In July 2018, photos of a dead endangered blue whale off the west coast of Iceland surfaced online provoking anger and condemnation from the international marine conservationist community (hunting for blue whales is illegal in Iceland).
Kristján Loftsson, managing director of Hvalur hf and one of Iceland’s richest men, was accused of killing and butchering the largest animal that has ever lived (it reaches 30 meters long and weighs up to 200 tonnes) – a protected species that hasn’t been deliberately killed since 1978.

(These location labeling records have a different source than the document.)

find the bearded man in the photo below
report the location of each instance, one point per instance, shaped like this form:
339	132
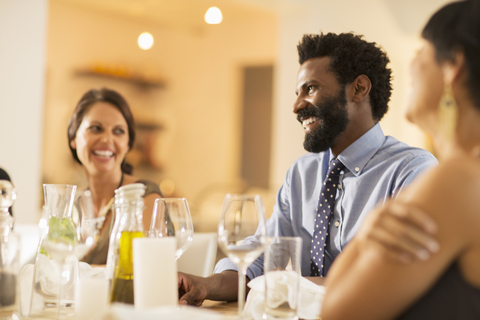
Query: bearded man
343	89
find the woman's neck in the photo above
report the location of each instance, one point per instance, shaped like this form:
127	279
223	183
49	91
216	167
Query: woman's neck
467	132
103	188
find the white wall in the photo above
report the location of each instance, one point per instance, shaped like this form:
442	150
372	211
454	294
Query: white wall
22	63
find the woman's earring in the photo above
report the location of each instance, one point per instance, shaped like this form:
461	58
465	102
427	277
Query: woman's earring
448	113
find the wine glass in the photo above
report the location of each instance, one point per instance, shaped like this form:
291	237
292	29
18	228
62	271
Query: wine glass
241	235
71	234
171	218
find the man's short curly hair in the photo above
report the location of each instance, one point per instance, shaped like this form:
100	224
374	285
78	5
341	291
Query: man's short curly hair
350	56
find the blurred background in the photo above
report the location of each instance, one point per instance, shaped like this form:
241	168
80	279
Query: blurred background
212	102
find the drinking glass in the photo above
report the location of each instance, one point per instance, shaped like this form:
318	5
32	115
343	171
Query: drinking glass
171	218
282	273
241	235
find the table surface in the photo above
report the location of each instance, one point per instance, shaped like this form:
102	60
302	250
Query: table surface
225	308
228	309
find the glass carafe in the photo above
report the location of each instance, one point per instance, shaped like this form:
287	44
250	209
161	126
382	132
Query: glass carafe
56	269
9	255
128	225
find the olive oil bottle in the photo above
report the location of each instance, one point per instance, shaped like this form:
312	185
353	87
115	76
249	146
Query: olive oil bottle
122	286
128	226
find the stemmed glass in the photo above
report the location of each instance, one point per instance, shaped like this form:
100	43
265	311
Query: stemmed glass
171	218
241	235
71	234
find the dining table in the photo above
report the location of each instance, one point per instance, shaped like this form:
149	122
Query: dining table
228	310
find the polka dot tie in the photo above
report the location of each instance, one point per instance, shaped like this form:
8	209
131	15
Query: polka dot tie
325	207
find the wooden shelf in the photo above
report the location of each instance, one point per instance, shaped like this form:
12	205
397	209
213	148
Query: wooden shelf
133	79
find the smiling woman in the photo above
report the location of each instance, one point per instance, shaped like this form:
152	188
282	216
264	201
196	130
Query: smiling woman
100	134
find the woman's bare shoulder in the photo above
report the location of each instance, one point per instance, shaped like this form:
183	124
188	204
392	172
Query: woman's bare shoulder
450	191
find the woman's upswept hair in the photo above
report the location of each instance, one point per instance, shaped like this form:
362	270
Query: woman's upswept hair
456	28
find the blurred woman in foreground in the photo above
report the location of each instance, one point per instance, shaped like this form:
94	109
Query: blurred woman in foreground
100	133
363	283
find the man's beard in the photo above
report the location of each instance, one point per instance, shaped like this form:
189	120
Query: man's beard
332	115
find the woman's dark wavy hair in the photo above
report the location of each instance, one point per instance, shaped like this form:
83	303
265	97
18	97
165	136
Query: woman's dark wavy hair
101	95
456	28
350	56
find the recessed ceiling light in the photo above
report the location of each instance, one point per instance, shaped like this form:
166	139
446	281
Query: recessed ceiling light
145	41
213	16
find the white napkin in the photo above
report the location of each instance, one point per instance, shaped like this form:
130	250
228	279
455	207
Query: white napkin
120	311
49	280
309	300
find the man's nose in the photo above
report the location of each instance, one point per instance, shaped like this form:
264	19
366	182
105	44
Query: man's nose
299	104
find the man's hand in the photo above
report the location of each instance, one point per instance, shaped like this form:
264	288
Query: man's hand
404	231
193	290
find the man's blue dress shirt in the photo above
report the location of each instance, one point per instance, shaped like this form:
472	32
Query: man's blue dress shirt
377	167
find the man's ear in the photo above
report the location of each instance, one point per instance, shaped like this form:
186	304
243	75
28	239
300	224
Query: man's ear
360	88
73	144
452	71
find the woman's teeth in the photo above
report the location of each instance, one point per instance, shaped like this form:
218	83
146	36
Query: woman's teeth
308	121
103	153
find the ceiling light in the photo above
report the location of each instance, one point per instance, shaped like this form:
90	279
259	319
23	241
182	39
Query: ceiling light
145	41
213	16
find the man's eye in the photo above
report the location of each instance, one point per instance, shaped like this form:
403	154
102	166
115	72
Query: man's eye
94	128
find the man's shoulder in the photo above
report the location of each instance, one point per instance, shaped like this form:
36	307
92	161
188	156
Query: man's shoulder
392	148
309	159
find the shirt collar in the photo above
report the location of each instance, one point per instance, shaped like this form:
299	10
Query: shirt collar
356	155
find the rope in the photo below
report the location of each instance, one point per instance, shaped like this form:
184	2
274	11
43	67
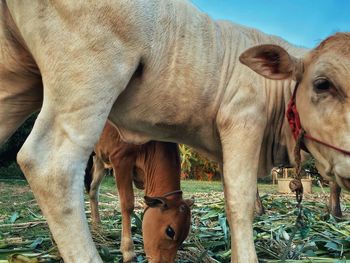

However, Loftsson hit back at the critics saying the whale in question was either a fin whale or a hybrid species, not protected under Icelandic law. He told CNN:
“We have never caught a blue whale in our waters since they were protected. We see them in the ocean. When you approach a blue whale, it’s so distinct that you leave it alone. If it was a blue whale, the kill was purely accidental.”
He explained to the BBC:
“I am absolutely confident that it’s a hybrid. To mistake a blue whale for a fin whale is impossible, this whale has all the characterisations of a fin whale in the ocean. There are a lot of blue whales off the Iceland coast, when we see the blows and sail to it, and we realise it is a blue and then we leave it and go and look for fin whales.”
However, a number of international experts and animal rights campaigners who photographed the whale’s carcass concluded it was indeed a blue whale.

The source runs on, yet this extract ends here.